Blackstone, already the world’s largest asset manager, now has nearly $1 trillion in assets under management — a milestone it expects to reach by the end of 2022.

Public pension funds have $480 billion invested in private equity, and provide a large portion of the private equity industry’s total capital, including Blackstone’s. After the insurrection, financial watchdog groups wrote to 30 major pension funds invested in Blackstone, and called upon them to review their investments given Schwarzman’s role in bankrolling insurrectionists and relationship to Trump.

“On behalf of the undersigned organizations, we urge you to make a public commitment to decline future investment opportunities with The Blackstone Group and publicly urge the firm and its employees to commit to discontinuing all political spending,” the letter said. “[Schwarzman’s] ongoing refusal to firmly break with former President Donald Trump in spite of Trump’s role inciting the insurrection exposes investors to unacceptable levels of reputational risk. Schwarzman personally donated $3 million to a PAC supporting Trump’s 2020 campaign, money earned from fees and expenses paid for by your pension fund and the working people whose retirement savings you are responsible for investing.”

In New York, state lawmakers introduced a bill demanding the city and state comptrollers review pension funds’ investments in companies whose executives had helped to bankroll the insurrection, including Blackstone. New York pension funds have billions of dollars in Blackstone funds, and the New York City Employees' Retirement System paid the firm more than $7 million in fees last year.

However, pension funds declined to heed these calls, and have continued to invest in the firm.

In a single recent round of fundraising for a new Blackstone fund, Blackstone Real Estate Partners Asia III, major pension funds committed hundreds of millions of dollars.
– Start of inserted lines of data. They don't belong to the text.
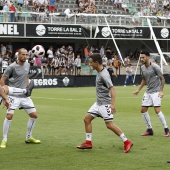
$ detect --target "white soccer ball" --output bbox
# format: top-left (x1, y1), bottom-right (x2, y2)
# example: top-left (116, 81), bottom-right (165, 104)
top-left (32, 45), bottom-right (45, 58)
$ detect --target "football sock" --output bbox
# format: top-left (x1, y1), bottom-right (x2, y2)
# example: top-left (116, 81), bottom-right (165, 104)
top-left (120, 133), bottom-right (127, 142)
top-left (142, 112), bottom-right (152, 129)
top-left (158, 111), bottom-right (168, 128)
top-left (26, 118), bottom-right (37, 139)
top-left (3, 118), bottom-right (12, 141)
top-left (0, 96), bottom-right (2, 104)
top-left (8, 87), bottom-right (27, 96)
top-left (86, 133), bottom-right (92, 141)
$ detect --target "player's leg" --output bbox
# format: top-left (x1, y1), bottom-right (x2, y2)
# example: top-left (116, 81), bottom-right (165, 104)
top-left (0, 80), bottom-right (34, 97)
top-left (21, 98), bottom-right (41, 144)
top-left (152, 93), bottom-right (170, 137)
top-left (0, 96), bottom-right (20, 148)
top-left (99, 105), bottom-right (133, 153)
top-left (77, 113), bottom-right (94, 149)
top-left (141, 93), bottom-right (153, 136)
top-left (105, 121), bottom-right (133, 153)
top-left (77, 103), bottom-right (98, 149)
top-left (124, 76), bottom-right (128, 87)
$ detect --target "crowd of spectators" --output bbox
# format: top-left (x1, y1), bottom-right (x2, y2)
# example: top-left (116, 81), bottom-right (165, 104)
top-left (0, 0), bottom-right (170, 25)
top-left (132, 0), bottom-right (170, 26)
top-left (0, 42), bottom-right (139, 76)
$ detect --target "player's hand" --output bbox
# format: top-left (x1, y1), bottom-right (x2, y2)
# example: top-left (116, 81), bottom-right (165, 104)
top-left (3, 99), bottom-right (11, 109)
top-left (158, 91), bottom-right (164, 98)
top-left (109, 104), bottom-right (116, 114)
top-left (133, 90), bottom-right (139, 95)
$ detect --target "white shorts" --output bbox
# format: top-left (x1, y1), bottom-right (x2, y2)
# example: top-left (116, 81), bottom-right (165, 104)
top-left (7, 96), bottom-right (36, 114)
top-left (142, 92), bottom-right (162, 107)
top-left (88, 102), bottom-right (113, 122)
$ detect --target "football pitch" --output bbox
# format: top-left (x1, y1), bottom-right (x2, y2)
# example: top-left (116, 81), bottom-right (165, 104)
top-left (0, 85), bottom-right (170, 170)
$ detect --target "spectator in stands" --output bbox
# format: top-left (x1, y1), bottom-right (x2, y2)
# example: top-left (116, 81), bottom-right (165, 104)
top-left (68, 52), bottom-right (74, 75)
top-left (47, 46), bottom-right (54, 60)
top-left (127, 49), bottom-right (134, 59)
top-left (6, 42), bottom-right (13, 58)
top-left (121, 0), bottom-right (127, 13)
top-left (32, 3), bottom-right (39, 22)
top-left (49, 0), bottom-right (56, 13)
top-left (75, 54), bottom-right (81, 75)
top-left (79, 0), bottom-right (85, 13)
top-left (84, 45), bottom-right (89, 65)
top-left (28, 55), bottom-right (35, 66)
top-left (18, 0), bottom-right (24, 7)
top-left (145, 6), bottom-right (151, 16)
top-left (163, 0), bottom-right (170, 9)
top-left (3, 2), bottom-right (9, 22)
top-left (34, 0), bottom-right (48, 7)
top-left (113, 55), bottom-right (119, 77)
top-left (9, 3), bottom-right (16, 22)
top-left (41, 57), bottom-right (48, 75)
top-left (156, 10), bottom-right (162, 26)
top-left (105, 45), bottom-right (112, 65)
top-left (1, 44), bottom-right (6, 57)
top-left (114, 0), bottom-right (122, 8)
top-left (17, 5), bottom-right (22, 22)
top-left (53, 55), bottom-right (60, 75)
top-left (102, 55), bottom-right (107, 67)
The New York Common Retirement Fund committed $300 million, the Virginia Retirement system committed $200 million, Florida’s state retirement funds committed $100 million, the Illinois Teachers Retirement System committed up to $100 million, the Minnesota State Investment Board committed $100 million, and the New Mexico State Investment Council committed $75 million.

After the insurrection, Illinois State Treasurer Michael Frerichs (D) told the Washington Post, “We’re going to investigate and ask questions of our fund managers… Are their giving patterns destabilizing our government, which would lead to the destabilization of our country? This is not about giving money to Republicans and Democrats — this is about extremists.”

Freirichs’ office did not respond to a request for comment about whether they had proceeded to ask such questions of their fund managers.

Private equity and hedge fund executives like Schwarzman and Griffin, meanwhile, are able to exploit a tax avoidance scheme that Democrats have failed to end, despite Biden railing against it on the campaign trail. The so-called carried interest loophole allows them to pay a lower tax rate on their income than the ordinary rate, which cuts their tax bills by as much as half.

A provision to reform the tax avoidance loophole was initially included in the House’s version of Build Back Better social spending bill, but was ultimately removed from that bill as well as Biden’ own compromise Build Back Better proposal, after major private equity industry lobbying.

While private equity is often billed as a way for investors to beat the market, investments in the space are inherently risky and have not typically been good deals for public pension funds. Ludovic Phalippou, a professor of finance at Oxford University, has found that private equity returns roughly match the S&P 500 index of large stocks, while charging much more in fees.